Todos os anos chumbam em média 150 mil alunos do ensino básico e secundário. “Esta é talvez a situação mais grave do sistema de ensino em Portugal”, alertou nesta segunda-feira o presidente do Conselho Nacional da Educação (CNE), David Justino. O CNE aprovou esta segunda-feira uma recomendação com vista a sensibilizar os partidos políticos para a premência deste problema. Vários estudos nacionais e internacionais têm revelado que os alunos que ficam retidos têm mais probabilidades de voltar a chumbar. E também que esta prática conduz frequentemente ao abandono escolar.
Todos os 12 especialistas ouvidos pelo CNE, no âmbito da preparação do parecer aprovado nesta segunda-feira, consideraram que “a retenção é um problema” e sete deles reconheceram a “existência de uma cultura associada a este fenómeno”, com expressão na escola e na sociedade em geral. Este fenómeno já foi denunciado em anteriores relatórios do CNE e também da Organização para a Cooperação e Desenvolvimento Económico (OCDE).
Portugal é o terceiro país da União Europeia com maiores percentagens de chumbos. Em 2012, 34,3% dos alunos do básico e secundário tinham chumbado pelo menos um ano. A Bélgica e o Luxemburgo lideram esta lista (36,1% e 34,5%, respetivamente), enquanto em países como a Lituânia, Reino Unido, Islândia e Finlândia estas percentagens não chegam aos 4%. Já a Noruega apresenta uma taxa de retenção nula.
No relatório técnico que sustenta o parecer hoje aprovado descrevem-se algumas das medidas que estarão na base dos baixos níveis de chumbos registados nestes países.

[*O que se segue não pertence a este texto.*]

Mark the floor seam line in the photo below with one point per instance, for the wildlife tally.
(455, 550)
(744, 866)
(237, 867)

Por exemplo, os programas de recuperação que são adotados na Lituânia no final do ano letivo ou a decisão de progressão automática no decorrer da escolaridade obrigatória, em vigor no Reino Unido, Islândia e Noruega. Neste documento lembra-se, a propósito, uma das conclusões apontadas no último relatório da rede Eurydice sobre a retenção escolar, datado de 2011: “A grande variação de taxas de retenção entre os países europeus não está apenas relacionada com a legislação em vigor, pois a prática de reter os alunos também parece estar incorporada numa ‘cultura’ de retenção e na crença comum de que a repetição de um ano é benéfica para a aprendizagem dos alunos.”
Portugal é apontado como um dos países em que esta crença persiste. No ano letivo de 2012/2013, o último com dados, cerca de 13% dos alunos portugueses chumbaram. No básico, a taxa de retenção e desistência foi de 10,8%; no secundário subiu para 19%.

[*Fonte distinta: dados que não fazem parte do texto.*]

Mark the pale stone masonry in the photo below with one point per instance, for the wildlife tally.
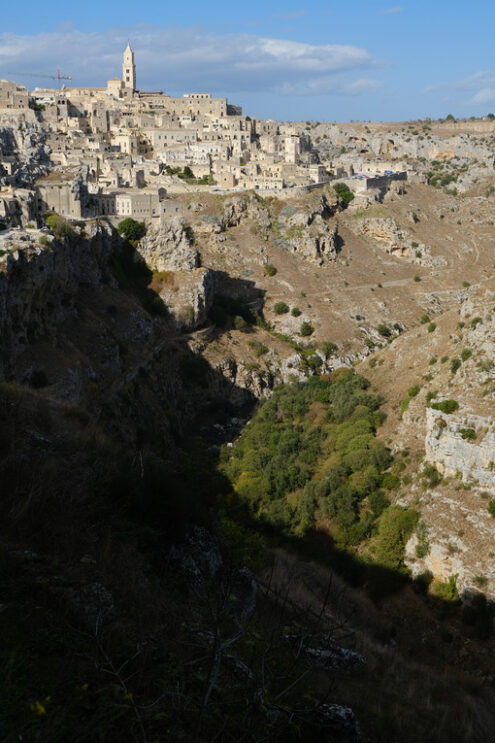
(106, 142)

O relatório do CNE confirma, por outro lado, o alerta já constante na última edição do Estado da Educação, divulgada no ano passado por este organismo consultivo da Assembleia da República e do Governo: depois de uma melhoria durante a primeira década deste século, os chumbos voltaram a aumentar no ensino básico, em todos os anos de escolaridade, a partir de 2011.

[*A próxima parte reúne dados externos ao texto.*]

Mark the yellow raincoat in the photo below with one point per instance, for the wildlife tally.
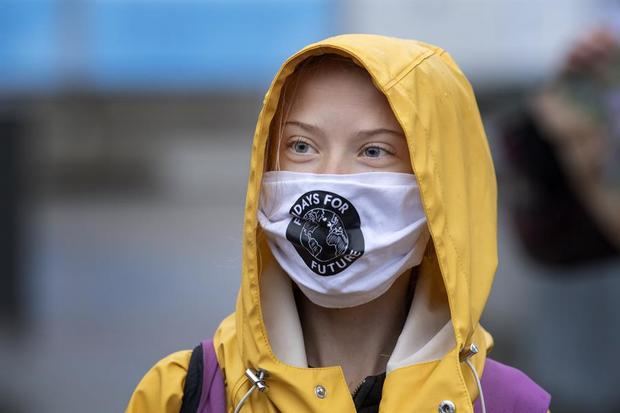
(436, 108)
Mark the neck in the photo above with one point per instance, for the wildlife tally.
(359, 339)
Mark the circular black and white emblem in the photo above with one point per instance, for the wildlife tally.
(325, 230)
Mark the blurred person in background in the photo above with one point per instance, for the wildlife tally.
(566, 149)
(369, 249)
(564, 154)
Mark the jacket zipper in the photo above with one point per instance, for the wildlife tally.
(357, 389)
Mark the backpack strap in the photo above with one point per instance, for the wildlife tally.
(509, 390)
(204, 391)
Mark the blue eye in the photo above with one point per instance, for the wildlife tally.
(301, 147)
(373, 151)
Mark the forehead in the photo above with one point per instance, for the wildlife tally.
(335, 90)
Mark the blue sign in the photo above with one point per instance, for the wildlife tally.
(153, 44)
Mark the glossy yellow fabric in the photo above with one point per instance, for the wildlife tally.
(435, 105)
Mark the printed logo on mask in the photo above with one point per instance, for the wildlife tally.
(325, 230)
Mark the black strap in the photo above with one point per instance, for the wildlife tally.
(192, 389)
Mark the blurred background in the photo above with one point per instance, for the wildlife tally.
(125, 132)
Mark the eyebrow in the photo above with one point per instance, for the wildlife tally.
(363, 133)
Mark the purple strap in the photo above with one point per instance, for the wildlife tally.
(213, 397)
(508, 390)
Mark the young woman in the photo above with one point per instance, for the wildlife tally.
(369, 249)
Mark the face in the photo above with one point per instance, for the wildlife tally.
(337, 122)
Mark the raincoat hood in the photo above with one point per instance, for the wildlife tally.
(436, 108)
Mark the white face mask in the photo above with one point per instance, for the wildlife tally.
(343, 239)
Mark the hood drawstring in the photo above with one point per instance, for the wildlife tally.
(257, 378)
(258, 382)
(464, 357)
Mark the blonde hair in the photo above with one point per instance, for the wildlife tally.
(311, 66)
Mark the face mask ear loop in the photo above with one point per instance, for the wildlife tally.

Entre os maiores aumentos destacam-se os registados no 6.º ano de escolaridade, onde a taxa de retenção duplicou, passando de 7,4% em 2011 para 14,8% em 2013; no 9.º ano passou de 13,8% para 17,7%; e no 7.º ano subiu de 15,4% para 16,5%. Para os especialistas ouvidos pelo CNE, a este aumento dos chumbos não é alheia a extensão dos exames nacionais ao 4.º e 6.º ano de escolaridade.
No mesmo período registou-se um ligeiro decréscimo de chumbos no secundário, com a taxa de retenção a passar de 20,8% para 19%. Em todos os ciclos de escolaridade, as taxas de retenção são substancialmente mais reduzidas no ensino privado do que no público.
Para os especialistas ouvidos pelo CNE, as principais razões apontadas para o elevado número de chumbos prendem-se com o impacto dos exames e a “crença que nem todos conseguem”. Quanto a alternativas, quase metade considera não ser necessária nova legislação, já que a existente “explicita que a retenção é uma medida excecional”. O diagnóstico precoce das dificuldades, logo a partir do pré-escolar, foi a solução mais apontada, seguindo-se-lhe “a aposta em parcerias com as famílias, autarquias e restante sociedade civil; os projetos vocacionados para o sucesso educativo; o trabalho colaborativo entre docentes/coadjuvação; e a formação de professores”.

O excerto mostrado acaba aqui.